Apunte esas líneas presidenciales del neoliberalismo saqueador, del tráfico de influencias empresarial, del egoísmo y todo eso que escuchamos cada mañana, porque seguro lo volverá a escuchar mañana del propio presidente López Obrador, pero desde la tribuna de la Organización de las Naciones Unidas.

Y cuando el 20 de noviembre, y a pesar de la pandemia, llene el Zócalo de la Ciudad de México con su “Asamblea Nacional Informativa” volveremos a escuchar los mismos argumentos de cómo la 4T quiere salvar al pueblo y a la CFE de esos horribles hombres de negocios, traficantes de influencias y de las voraces empresas extranjeras.

Podrá la contrarreforma no discutirse en el pleno del Congreso este año, ni en la primavera del 2022, pero toda la letanía que rodea este intento de regresión estará presente en todas las campañas electorales del próximo año y en innumerables mañaneras, y con un discurso cada vez más violento y polarizante.

A estas alturas hasta para los allegados a la 4T empieza a apreciarse el tamaño del despropósito de la contrarreforma energética y eso complica su pretendida aprobación.

Pero hay otro triunfo esperado de la iniciativa presidencial y ese se busca en la calle, en la plaza pública, con ese alimento que aporta al discurso de polarización de la actual administración.
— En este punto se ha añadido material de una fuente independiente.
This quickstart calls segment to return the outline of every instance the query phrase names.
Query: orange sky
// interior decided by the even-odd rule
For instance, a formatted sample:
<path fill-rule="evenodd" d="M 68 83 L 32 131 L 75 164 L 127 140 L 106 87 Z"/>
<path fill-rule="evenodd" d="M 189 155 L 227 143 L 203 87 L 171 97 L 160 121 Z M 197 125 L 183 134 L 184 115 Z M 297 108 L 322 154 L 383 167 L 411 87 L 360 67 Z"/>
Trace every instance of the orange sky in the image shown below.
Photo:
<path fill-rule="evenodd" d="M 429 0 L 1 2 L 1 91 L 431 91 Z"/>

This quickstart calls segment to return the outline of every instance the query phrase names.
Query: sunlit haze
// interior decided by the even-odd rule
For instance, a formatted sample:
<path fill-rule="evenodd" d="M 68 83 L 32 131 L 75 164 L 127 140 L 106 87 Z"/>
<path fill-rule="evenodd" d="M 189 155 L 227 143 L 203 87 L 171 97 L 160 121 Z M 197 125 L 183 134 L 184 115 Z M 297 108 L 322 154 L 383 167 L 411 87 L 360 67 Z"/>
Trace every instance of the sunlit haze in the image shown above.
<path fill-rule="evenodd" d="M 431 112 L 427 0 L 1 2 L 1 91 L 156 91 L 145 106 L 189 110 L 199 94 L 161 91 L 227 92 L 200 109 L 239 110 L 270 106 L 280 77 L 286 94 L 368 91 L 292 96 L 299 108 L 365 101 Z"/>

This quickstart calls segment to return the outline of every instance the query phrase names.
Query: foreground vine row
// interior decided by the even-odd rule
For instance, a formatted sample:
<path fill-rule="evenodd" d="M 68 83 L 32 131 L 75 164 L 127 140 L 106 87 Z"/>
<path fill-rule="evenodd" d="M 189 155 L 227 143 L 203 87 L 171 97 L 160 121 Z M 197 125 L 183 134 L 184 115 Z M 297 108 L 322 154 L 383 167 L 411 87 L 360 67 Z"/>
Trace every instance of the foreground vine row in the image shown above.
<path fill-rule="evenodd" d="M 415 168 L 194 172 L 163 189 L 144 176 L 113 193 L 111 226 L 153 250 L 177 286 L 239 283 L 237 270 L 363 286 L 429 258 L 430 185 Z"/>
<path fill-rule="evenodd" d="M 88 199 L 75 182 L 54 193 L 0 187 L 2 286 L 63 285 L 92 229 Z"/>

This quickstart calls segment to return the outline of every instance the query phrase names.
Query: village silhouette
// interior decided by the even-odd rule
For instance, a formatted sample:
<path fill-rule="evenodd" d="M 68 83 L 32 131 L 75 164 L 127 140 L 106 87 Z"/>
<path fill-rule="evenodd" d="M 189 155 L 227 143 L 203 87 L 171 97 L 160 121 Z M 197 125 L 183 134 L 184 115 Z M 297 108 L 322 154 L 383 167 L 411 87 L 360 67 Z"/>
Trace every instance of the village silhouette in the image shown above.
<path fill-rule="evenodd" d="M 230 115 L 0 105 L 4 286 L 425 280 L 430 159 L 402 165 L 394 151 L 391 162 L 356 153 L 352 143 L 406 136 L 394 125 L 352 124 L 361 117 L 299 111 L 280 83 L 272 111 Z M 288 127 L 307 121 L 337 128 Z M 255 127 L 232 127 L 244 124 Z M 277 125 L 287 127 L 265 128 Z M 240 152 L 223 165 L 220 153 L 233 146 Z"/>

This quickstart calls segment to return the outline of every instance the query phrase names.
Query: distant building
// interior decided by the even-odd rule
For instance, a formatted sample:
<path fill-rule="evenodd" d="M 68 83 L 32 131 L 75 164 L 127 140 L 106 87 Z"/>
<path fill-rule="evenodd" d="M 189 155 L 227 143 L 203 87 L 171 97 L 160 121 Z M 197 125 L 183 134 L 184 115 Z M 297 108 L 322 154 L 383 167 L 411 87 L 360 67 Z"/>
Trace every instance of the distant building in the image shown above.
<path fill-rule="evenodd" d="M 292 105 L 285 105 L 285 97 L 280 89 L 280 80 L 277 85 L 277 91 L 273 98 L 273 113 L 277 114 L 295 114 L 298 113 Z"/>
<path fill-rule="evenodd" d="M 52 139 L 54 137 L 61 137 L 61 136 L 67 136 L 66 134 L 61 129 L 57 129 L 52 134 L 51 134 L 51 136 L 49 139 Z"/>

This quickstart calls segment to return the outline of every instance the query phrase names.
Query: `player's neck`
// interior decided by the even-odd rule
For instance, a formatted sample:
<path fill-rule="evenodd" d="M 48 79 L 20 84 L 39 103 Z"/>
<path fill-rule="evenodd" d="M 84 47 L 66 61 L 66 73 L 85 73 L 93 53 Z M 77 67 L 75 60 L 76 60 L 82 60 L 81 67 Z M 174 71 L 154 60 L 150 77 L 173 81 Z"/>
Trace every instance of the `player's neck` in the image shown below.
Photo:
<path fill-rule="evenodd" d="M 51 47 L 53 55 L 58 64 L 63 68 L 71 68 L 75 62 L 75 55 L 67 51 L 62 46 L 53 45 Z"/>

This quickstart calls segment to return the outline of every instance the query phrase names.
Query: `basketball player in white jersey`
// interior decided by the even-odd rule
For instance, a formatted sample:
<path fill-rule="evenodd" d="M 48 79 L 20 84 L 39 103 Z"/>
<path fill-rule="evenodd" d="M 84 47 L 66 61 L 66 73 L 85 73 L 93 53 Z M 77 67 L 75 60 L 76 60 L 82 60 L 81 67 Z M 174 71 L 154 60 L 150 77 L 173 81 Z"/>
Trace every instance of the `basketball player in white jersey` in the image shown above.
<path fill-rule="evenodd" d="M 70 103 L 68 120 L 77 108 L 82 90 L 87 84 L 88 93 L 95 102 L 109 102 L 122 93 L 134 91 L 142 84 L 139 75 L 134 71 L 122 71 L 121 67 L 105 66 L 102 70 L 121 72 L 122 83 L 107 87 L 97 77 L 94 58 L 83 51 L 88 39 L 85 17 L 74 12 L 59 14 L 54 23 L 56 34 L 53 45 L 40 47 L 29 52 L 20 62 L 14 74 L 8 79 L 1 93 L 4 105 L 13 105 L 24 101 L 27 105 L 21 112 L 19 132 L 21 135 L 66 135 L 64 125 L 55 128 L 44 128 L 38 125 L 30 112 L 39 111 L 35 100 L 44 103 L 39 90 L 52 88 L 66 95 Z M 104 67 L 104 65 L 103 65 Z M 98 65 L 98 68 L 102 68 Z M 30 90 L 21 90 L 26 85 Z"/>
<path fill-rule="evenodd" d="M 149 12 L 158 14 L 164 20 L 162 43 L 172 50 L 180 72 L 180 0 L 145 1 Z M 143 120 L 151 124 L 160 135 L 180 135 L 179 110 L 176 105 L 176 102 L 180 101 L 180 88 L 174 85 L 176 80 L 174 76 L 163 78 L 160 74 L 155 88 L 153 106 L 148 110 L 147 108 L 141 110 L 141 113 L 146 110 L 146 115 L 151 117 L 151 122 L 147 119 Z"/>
Vemos cómo se siembra, pero no sabemos los alcances de la cosecha social que tendrá.

Seguro el presidente López Obrador, desde la tribuna de la Organización de las Naciones Unidas, dirá los mismos argumentos de cómo la 4T quiere salvar al pueblo y a la CFE de esos horribles hombres de negocios, traficantes de influencias y de las voraces empresas extranjeras, y es muy seguro que ese discurso lo repita el 20 de noviembre en su “Asamblea Nacional Informativa”.